A Message to the Conference on Current Problems.

September 27, 1934

I wish that I could have attended in person all of the sessions of the Conference on Current Problems because of the wide field of human endeavor which it has covered and because of the distinguished group of speakers to whom you have listened. The world as a whole is making progress in meeting current problems, because the world as a whole realizes that the problems are new and, as such, must be met with new answers.

If you were to ask me, I would tell you frankly that the greatest achievement of the past two years in the United States has been the fact that the American people have taken, and are taking, a greater interest in, and have acquired a better understanding of, current problems affecting their welfare and the world's welfare than at any time at least during the present generation. That is a very heartening thought to all of us who believe in the republican form of government as carried into effect by majority rule.

In every walk of life in every part of the country, it has become a normal and an interesting thing when two or more persons are gathered together for them to talk over methods of improving the economic and social lot of our citizenry.

More and more people are doing their own thinking. The number of poll-parrots in our midst is steadily declining—for which we must be very thankful. More and more men and women are looking up their own facts and forming their own opinions.

We are learning to discriminate between news and rumor. As a people we put our tongues in our cheeks when a fact or a series of facts are distorted, no matter what motive is the cause of that distortion.

We as a people are less inclined to believe those who would create fear or encourage panic. We as a people pay small attention to those gossip-mongers who invent tales, generally with a selfish objective behind the tales.
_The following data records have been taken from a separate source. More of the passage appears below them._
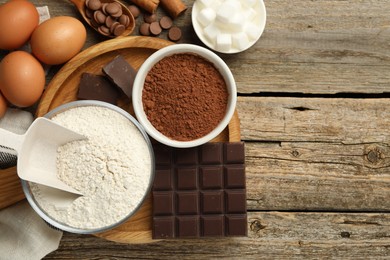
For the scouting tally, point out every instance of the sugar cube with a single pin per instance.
(224, 12)
(206, 16)
(224, 42)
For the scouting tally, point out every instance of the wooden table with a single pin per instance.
(314, 106)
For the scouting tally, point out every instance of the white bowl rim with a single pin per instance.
(170, 50)
(197, 29)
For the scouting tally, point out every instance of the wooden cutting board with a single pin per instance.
(63, 89)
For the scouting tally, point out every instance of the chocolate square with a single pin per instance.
(96, 87)
(187, 178)
(213, 225)
(235, 176)
(121, 73)
(212, 202)
(163, 227)
(236, 225)
(162, 180)
(211, 177)
(235, 201)
(187, 157)
(208, 183)
(211, 153)
(187, 203)
(163, 203)
(188, 226)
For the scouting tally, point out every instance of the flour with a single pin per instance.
(112, 168)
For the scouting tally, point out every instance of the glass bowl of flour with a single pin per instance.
(113, 168)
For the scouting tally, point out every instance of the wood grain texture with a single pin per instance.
(272, 235)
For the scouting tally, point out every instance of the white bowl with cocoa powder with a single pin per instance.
(184, 95)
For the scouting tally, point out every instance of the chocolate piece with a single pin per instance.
(144, 29)
(97, 87)
(134, 10)
(150, 18)
(124, 20)
(121, 73)
(119, 29)
(166, 22)
(174, 34)
(99, 17)
(200, 191)
(93, 4)
(155, 28)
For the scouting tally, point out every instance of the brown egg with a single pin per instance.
(22, 78)
(18, 19)
(58, 39)
(3, 106)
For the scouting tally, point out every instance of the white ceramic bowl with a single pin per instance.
(168, 51)
(259, 20)
(61, 226)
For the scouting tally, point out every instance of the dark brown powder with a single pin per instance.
(184, 96)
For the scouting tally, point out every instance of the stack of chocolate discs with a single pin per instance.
(107, 18)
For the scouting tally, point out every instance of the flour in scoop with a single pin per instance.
(112, 168)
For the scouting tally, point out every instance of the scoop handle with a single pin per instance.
(11, 140)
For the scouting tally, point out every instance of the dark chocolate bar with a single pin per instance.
(121, 73)
(199, 192)
(97, 87)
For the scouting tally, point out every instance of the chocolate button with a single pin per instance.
(166, 22)
(113, 8)
(124, 19)
(155, 28)
(134, 10)
(119, 29)
(174, 34)
(93, 4)
(144, 29)
(99, 17)
(150, 18)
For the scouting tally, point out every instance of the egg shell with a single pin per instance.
(3, 106)
(18, 19)
(22, 78)
(57, 40)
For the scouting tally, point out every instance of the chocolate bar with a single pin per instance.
(97, 87)
(199, 192)
(121, 73)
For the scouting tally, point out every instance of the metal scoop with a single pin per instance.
(37, 151)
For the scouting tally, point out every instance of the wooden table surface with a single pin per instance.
(314, 108)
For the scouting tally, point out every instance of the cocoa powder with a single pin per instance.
(184, 96)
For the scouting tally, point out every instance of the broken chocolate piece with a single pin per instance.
(200, 191)
(97, 87)
(121, 73)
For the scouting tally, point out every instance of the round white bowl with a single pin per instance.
(64, 227)
(259, 21)
(139, 85)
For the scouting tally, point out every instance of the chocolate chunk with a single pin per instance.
(93, 4)
(144, 29)
(155, 28)
(99, 17)
(150, 18)
(119, 29)
(164, 227)
(134, 10)
(124, 20)
(174, 34)
(121, 73)
(199, 192)
(166, 22)
(97, 87)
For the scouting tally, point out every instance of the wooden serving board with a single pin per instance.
(63, 89)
You and I as sensible Americans know of daily instances which mar rather than help our efforts for calm discussion of current problems. Just for example, I cite one which occurred this very day. A rumor which started in Wall Street spread to Chicago, and came back to Washington for verification. The rumor was the immediate retirement of three members of my Cabinet-the Secretary of Agriculture and his Undersecretary, the Secretary of Labor and the Secretary of the Treasury. It even went to the extent of announcing the name of a new Secretary of the Treasury.

The origin of the report comes from what is politely called "an anonymous source." I urge that every one of you consider and analyze the source and motive back of every report you read.

Fortunately the overwhelming mass of the American people pay no more attention to this kind of rumor than I do. Today's story happens to be wholly untrue.

It is with a very definite sense of gratification and thanks that I tell you of my conviction that our people have both feet on the ground; that they are increasingly interested in the truth and increasingly interested in arriving at sound conclusions regarding our national progress in meeting current problems.

For that reason I am glad to have this opportunity of sending my greetings to a gathering of intelligent men and women, who know how to discriminate in making up their minds about the current problems of American life.